Annesi son kez ona baktı yine boş gözlerle hiçbir his barındırmayan gözleri tamamen çöktü o an.

Bir hıçkırık kaçtı Estelle'nin ağzından. Elindeki ince hançer dizlerinin üstüne çöktü annesinin önünde..

[Öldü. Artık gitmeliyiz]

"Sus artık!"

[Sözümü dinle seni ben hayatta tuttum unuttun mu?]

"S-susmanı söyledim"

Ses tamamen kesildi. O an ince bir buz tabakası yayıldı Estelle'nin altından, kar taneleri düştü o beyaz saçlara.

Sanki onu temizlemek istercesine sadece onun etrafına düşüyordu.

**

"Hııh" Estelle derin bir nefes alarak yaslanıp uyumuş olduğu daldan doğruldu. Uykunun uyuşukluğu hala üzerindeydi

[Sonunda uyandın]

"Ben buraya nasıl çıktım?"

[Ben çıkardım.]

"Nasıl? "

[Eh bu kadar yoğun bir duygu durumunda kendini kaybettin bu da senin bedenini ele geçirmemi kolaylaştırdı...]

"Bana iyilik mi, yoksa kötülük mü yaptığı gerçekten anlamıyorum"

[Erion]

"Ne?"

[Adım Erion farkındasın değil mi?]

"Bunu bilmediğimi mi sanıyorsun?"

[Beynininde yaşın kadar küçük olmadığını düşünüyordum ama yanılmışım hala adımla seslenmiyorsun küçük velet]
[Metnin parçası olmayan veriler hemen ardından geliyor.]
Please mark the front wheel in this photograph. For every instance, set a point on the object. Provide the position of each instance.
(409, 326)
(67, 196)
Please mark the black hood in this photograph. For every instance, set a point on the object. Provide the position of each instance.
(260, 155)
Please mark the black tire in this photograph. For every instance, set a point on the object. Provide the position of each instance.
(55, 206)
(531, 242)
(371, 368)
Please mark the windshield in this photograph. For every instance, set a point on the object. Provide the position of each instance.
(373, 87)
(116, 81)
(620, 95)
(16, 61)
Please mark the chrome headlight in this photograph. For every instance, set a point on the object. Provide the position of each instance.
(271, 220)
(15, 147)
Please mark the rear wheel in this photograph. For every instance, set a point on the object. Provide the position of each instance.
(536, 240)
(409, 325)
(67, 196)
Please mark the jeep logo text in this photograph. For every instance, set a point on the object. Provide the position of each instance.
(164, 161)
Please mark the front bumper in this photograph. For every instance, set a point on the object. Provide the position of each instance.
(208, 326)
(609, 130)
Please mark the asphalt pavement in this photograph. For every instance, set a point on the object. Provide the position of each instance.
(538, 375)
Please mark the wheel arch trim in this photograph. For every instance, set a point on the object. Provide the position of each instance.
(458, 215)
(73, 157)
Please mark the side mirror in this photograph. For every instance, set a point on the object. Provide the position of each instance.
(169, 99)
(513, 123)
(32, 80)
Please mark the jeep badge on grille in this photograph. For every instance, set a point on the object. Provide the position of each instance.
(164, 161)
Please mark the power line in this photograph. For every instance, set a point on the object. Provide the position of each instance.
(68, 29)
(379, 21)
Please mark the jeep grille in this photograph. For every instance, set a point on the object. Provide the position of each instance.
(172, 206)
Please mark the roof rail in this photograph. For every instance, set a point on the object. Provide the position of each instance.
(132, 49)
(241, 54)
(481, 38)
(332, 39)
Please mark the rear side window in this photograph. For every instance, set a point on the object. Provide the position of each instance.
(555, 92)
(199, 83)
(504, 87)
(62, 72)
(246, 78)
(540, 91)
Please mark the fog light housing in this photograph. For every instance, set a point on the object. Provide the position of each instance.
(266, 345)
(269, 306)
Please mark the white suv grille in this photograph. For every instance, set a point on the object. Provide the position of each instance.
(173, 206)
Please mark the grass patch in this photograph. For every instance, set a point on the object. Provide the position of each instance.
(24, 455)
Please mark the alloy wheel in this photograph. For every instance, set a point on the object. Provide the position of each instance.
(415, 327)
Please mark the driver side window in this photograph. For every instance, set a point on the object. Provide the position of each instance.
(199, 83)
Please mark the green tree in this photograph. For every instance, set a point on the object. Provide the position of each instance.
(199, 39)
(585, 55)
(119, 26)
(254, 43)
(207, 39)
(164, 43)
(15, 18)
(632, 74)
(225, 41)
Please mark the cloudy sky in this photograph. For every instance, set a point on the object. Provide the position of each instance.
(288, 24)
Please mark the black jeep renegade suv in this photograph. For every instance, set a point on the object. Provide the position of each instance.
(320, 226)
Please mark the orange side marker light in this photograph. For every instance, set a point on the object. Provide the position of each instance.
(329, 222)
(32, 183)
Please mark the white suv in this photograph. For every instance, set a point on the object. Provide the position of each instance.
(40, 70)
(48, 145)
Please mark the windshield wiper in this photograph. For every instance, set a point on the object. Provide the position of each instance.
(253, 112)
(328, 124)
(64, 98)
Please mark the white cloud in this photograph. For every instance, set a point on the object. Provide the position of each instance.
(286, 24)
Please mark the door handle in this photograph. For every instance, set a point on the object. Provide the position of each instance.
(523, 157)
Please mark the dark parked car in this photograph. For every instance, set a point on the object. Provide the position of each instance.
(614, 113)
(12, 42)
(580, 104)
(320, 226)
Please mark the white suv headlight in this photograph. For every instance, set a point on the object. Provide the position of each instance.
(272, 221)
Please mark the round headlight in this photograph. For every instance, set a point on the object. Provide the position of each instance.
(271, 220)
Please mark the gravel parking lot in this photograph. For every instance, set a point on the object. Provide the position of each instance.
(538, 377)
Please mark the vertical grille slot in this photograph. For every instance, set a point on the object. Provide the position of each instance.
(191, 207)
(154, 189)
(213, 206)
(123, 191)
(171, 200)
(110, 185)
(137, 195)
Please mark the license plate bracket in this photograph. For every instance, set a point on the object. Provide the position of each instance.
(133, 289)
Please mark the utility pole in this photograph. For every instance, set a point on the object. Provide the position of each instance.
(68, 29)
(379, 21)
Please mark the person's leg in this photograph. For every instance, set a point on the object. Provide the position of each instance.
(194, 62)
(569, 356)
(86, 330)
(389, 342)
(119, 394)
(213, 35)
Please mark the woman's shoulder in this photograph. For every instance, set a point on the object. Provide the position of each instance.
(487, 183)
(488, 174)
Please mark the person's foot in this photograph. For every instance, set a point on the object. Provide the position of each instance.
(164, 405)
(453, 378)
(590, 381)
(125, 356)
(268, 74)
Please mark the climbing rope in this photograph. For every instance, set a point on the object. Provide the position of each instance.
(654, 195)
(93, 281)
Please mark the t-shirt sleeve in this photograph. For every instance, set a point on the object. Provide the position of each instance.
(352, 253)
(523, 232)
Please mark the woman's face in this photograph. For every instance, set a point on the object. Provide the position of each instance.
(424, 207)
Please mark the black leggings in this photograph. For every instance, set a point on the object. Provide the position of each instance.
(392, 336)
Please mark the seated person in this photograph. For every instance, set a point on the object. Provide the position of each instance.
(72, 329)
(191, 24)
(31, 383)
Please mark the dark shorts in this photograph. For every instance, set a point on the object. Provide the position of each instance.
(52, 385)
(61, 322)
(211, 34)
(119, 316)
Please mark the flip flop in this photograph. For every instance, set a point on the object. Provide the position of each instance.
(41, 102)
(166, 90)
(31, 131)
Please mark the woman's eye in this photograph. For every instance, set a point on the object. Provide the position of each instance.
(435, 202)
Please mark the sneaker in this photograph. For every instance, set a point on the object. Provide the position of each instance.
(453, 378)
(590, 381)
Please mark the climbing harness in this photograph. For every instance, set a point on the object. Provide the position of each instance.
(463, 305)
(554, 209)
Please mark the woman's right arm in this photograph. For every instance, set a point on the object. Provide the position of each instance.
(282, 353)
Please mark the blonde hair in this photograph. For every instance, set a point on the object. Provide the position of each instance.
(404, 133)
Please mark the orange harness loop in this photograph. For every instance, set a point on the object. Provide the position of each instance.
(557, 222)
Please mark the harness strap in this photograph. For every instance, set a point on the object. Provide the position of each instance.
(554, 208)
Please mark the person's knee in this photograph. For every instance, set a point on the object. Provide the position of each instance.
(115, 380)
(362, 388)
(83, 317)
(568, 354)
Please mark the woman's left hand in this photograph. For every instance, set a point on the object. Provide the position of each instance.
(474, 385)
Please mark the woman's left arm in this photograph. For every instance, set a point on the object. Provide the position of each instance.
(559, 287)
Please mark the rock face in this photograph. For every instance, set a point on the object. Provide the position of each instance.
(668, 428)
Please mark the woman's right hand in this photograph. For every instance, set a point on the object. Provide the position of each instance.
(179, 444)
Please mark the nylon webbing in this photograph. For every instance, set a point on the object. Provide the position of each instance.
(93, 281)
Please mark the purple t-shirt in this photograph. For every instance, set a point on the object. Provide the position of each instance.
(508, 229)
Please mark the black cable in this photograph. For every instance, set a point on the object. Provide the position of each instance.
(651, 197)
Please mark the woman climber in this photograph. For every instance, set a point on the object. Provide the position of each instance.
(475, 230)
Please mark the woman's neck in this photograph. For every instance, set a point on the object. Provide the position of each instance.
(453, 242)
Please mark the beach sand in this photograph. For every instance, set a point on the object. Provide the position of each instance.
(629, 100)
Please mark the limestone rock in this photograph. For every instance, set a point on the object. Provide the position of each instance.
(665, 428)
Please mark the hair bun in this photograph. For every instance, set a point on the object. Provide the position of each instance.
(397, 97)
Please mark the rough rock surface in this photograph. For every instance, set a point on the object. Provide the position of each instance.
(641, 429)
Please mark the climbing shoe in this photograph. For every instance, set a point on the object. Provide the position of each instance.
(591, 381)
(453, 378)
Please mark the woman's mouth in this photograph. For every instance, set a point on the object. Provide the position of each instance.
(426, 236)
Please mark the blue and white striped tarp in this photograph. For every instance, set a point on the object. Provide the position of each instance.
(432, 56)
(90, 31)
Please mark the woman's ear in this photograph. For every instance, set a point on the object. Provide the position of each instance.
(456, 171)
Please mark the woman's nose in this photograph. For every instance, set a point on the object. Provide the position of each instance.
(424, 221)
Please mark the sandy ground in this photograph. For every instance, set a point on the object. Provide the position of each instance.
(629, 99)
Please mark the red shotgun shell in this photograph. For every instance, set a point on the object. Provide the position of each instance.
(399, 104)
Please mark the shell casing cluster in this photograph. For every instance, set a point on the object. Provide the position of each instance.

"Benim on yaşına girdiğimin farkındasın değil mi?"

[Bin yaşından fazlayım Estelle. Senden yüzlerce yıl büyüğüm]

Estelle herhangi bir yanıt vermedi. Çokta yüksek olmayan ağacın kalın dalından atladı.
Ayağı kayıp sırt üstü yere düşmesine sebep oldu.

" Aahh" düştüğünde ağzından ufak bir çığlık kaçtı. Düştüğünde kapatmış olduğu gözlerini açtığında yerler ve ağaçlar buz tutmuştu.

[Şaheserine mi bakıyorsun? Ne kadar güzel değil mi?]

Kısık bir kıkırdama yapıp sessizliğine geri döndü. 'Gerçekten de sinir bozucusun ' diye içinden geçirdi.

Annesinin ölü bedeninin olduğu ağacın dibinde siyah küller dolmuştu. Külleri arasında bir parıltı gördüğünde kaşlarını çattı. Küllere yaklaştığında arasında bir kristale benzer taş parlıyordu.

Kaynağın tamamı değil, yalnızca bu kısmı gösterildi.